[gpfsug-discuss] mmfsd segfault/signal 6 on dirop.C:4548 in GPFS 5.0.2.x
IBM Spectrum Scale
scale at us.ibm.com
Wed Aug 21 18:46:40 BST 2019
We do appreciate the feedback. Since Spectrum Scale is a cluster based
solution we do not consider the failure of a single node significant since
the cluster will adjust to the loss of the node and access to the file
data is not lost. It seems in this specific instance this problem was
having a more significant impact in your environment. Presumably you have
installed the available fix and are no longer encountering the problem.

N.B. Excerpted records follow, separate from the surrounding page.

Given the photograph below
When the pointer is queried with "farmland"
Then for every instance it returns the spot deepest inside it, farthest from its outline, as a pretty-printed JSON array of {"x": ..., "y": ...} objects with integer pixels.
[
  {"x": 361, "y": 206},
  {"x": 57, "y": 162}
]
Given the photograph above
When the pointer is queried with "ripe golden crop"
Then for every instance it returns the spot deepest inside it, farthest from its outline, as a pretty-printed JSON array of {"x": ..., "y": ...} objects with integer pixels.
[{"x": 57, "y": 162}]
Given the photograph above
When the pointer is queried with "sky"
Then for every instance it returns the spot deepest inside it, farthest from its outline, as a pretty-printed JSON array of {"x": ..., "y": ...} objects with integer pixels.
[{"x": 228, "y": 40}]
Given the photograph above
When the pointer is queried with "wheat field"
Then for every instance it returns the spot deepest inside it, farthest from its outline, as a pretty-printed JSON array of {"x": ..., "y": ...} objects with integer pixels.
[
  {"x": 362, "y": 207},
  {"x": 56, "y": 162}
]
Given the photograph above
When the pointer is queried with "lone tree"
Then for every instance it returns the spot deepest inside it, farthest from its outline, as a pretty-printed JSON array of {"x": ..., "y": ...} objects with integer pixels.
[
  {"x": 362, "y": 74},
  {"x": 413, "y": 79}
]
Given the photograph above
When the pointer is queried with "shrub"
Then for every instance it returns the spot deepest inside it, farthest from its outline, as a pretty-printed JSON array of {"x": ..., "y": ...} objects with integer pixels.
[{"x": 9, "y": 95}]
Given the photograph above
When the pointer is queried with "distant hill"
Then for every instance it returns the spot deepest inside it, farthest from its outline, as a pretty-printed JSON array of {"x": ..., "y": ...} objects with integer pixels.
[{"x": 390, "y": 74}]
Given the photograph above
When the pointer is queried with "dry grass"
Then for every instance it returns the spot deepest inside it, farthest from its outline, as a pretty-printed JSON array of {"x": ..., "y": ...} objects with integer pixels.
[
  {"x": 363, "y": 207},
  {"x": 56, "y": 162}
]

Regards, The Spectrum Scale (GPFS) team
------------------------------------------------------------------------------------------------------------------
If you feel that your question can benefit other users of Spectrum Scale
(GPFS), then please post it to the public IBM developerWroks Forum at
https://www.ibm.com/developerworks/community/forums/html/forum?id=11111111-0000-0000-0000-000000000479
.
If your query concerns a potential software error in Spectrum Scale (GPFS)
and you have an IBM software maintenance contract please contact
1-800-237-5511 in the United States or your local IBM Service Center in
other countries.
The forum is informally monitored as time permits and should not be used
for priority messages to the Spectrum Scale (GPFS) team.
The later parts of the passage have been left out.